A new study that looks back on the first and second waves of the pandemic in 2020 and 2021 says that travel restrictions barring entry to Canada did drastically reduce the number of COVID-19 cases entering the country.

However, researchers say, it still wasn’t enough to stop new outbreaks.

In the study, published in the peer-reviewed journal eLife on Tuesday, researchers with the University of British Columbia looked at public data on viral genome sequences collected in 2020 and early 2021 to find the geographic source of specific chains of COVID-19 transmission.

They found that four weeks after Canada restricted entry from most foreign nationals in March 2020, the number of COVID-19 cases crossing the border into the country had dropped 10-fold.

“COVID-19 importations were accelerating in the lead up to March 2020 but experienced a sharp and drastic decline after travel restrictions were put in place,” Angela McLaughlin, a PhD candidate in bioinformatics at UBC and the study’s lead author, said in a press release.

“The data shows that federal travel restrictions can be effective in reducing viral importations when implemented rapidly.”

But COVID-19 was already here, and travel restrictions couldn’t stop that.

The spring and summer of 2020 saw daily case levels at one of their lowest nationally, but circulation was still occurring within the country, the study outlined, with specific chains of transmission persisting into the fall of 2020.

As travel restrictions eased in November 2020, allowing more entrance into the country as well as shortened quarantine requirements, the international importation of COVID-19 cases rebounded.

Variants of concern, beginning with the Alpha variant, began to make their way into Canada. Researchers estimated 30 unique genetic sublineages of the Alpha variant, also known as B.1.1.7, had entered the country by the end of February 2021.

Numerous factors, such as the state of the global fight against COVID-19, including the emergence of these variants elsewhere in the world, make it harder for travel restrictions to have an impact later on in the pandemic, researchers said.

“Travel restrictions have a diminishing return if domestic transmission is high, if highly transmissible variants become widespread globally, or if there are many individuals exempt from travel restrictions and quarantine without access to rapid testing,” says McLaughlin.

On March 21, 2020, in response to the pandemic, the U.S. and Canada mutually closed the border to recreational travel after having already shut its borders to most non-citizens looking to enter the country.

Within a month after these restrictions, researchers found that importations of COVID-19 declined from 58.5 sublineages of the virus on average per week to just 10.3-fold lower within four weeks.

There were still “newly seeded sublineages” over the summer of 2020 as domestic transmission continued.
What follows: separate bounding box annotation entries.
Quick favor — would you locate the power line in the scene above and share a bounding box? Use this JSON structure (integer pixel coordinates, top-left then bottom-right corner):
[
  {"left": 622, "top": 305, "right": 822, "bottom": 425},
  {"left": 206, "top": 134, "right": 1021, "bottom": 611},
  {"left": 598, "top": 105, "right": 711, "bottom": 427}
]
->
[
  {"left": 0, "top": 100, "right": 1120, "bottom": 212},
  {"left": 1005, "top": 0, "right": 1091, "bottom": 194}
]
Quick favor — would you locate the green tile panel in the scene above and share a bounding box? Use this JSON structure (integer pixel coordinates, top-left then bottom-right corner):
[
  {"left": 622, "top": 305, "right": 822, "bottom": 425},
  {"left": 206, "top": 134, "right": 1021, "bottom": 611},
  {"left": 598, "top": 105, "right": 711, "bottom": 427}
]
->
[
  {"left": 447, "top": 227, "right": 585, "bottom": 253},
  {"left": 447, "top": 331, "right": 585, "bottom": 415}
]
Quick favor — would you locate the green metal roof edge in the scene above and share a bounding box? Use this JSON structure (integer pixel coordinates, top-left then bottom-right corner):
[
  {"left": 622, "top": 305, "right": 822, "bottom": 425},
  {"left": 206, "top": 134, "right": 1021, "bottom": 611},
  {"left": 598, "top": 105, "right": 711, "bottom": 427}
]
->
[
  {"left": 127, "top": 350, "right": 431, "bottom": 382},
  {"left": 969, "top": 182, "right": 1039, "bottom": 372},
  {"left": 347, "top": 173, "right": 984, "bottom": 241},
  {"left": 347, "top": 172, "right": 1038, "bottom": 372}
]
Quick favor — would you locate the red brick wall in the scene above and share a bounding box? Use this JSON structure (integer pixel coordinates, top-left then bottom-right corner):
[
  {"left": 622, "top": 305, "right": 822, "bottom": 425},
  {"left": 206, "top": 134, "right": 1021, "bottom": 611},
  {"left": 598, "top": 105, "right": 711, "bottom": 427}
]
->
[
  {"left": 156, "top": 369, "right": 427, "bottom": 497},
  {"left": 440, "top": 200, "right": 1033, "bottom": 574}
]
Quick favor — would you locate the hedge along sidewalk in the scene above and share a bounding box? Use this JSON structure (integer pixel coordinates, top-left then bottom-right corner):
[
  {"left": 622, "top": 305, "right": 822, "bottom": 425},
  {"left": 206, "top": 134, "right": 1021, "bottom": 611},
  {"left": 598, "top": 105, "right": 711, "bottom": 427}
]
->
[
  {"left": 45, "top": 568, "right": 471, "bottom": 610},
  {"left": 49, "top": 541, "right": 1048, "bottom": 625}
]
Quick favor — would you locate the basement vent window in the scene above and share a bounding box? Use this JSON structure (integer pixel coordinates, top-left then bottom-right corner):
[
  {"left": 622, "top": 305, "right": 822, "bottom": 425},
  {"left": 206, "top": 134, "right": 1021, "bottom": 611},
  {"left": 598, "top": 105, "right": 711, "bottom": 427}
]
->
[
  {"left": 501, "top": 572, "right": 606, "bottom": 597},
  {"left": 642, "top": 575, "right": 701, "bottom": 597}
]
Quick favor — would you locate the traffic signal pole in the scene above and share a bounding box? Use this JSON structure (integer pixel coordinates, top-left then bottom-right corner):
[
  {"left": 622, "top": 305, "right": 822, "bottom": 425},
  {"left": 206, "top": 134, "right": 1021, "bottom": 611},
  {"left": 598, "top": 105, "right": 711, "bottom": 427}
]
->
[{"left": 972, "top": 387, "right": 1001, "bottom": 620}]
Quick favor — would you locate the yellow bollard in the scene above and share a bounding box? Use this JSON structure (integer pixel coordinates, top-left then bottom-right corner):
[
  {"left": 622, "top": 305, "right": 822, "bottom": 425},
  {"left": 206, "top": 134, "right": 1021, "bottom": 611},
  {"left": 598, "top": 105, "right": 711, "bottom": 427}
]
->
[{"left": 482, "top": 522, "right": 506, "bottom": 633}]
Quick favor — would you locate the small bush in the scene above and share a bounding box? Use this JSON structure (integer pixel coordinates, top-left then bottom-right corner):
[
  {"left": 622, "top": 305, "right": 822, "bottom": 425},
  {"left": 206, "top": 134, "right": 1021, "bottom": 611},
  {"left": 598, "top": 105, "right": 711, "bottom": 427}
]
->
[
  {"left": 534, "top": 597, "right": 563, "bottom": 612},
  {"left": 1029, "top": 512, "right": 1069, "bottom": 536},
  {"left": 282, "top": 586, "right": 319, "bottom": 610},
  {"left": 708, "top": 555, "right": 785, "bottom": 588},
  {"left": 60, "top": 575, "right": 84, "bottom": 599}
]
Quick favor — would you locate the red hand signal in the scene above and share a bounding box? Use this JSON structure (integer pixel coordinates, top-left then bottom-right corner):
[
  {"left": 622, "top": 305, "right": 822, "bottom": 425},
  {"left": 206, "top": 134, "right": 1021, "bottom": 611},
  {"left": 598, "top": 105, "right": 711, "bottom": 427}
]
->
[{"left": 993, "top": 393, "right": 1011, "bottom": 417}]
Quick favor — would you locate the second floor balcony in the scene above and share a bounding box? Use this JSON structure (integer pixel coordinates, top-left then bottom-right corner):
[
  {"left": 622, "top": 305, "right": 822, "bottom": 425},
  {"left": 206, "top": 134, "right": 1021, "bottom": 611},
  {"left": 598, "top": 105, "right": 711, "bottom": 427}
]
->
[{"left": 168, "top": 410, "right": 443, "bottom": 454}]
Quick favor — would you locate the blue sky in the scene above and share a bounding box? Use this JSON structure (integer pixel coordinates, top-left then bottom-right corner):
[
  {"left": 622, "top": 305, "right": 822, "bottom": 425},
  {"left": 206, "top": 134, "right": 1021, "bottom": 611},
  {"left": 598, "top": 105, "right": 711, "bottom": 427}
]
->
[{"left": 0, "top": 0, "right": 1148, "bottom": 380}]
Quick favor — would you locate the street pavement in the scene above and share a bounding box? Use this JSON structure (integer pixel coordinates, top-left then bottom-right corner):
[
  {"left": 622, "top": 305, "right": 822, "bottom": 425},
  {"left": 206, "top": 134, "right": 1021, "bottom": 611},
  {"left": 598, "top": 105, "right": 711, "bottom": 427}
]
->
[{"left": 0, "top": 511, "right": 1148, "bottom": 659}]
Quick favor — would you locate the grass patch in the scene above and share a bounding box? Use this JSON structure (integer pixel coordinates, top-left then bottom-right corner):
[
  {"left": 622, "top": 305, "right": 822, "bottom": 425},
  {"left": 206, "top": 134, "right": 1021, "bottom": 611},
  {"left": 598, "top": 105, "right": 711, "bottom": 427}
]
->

Travel restrictions were relaxed slightly in the fall, although the U.S. land border did not re-open to non-essential travel until August 2021.

During the first wave of the pandemic in early 2020, 49 per cent of viral importations of COVID-19 into Canada likely came from the U.S., the study found, entering primarily through Quebec and Ontario.

The U.S. was still the biggest international source of COVID-19 for Canada in the second wave, according to the data, at 43 per cent. Cases from India made up 16 per cent of those that came from outside of the country in the second wave, while cases from the U.K. made up seven per cent.

If restrictions had been kept at their maximum for longer, they could’ve held off more transmission, researchers posited, but this would’ve come with consequences in other areas.

“The social and economic repercussions of travel restrictions must be weighed relative to the risk of unhampered viral importations, which have the potential to overburden the health-care system,” Mclaughlin said.

“We are now in the era of infectious disease,” Dr. Jeffrey B. Joy, an assistant professor at UBC’s department of medicine and the study’s senior author, said in the release. “This study highlights the increasing importance of genomic epidemiology, enabled by sharing of genomic sequence data, in informing and evaluating public health policy to combat current and future viral outbreaks threatening society.”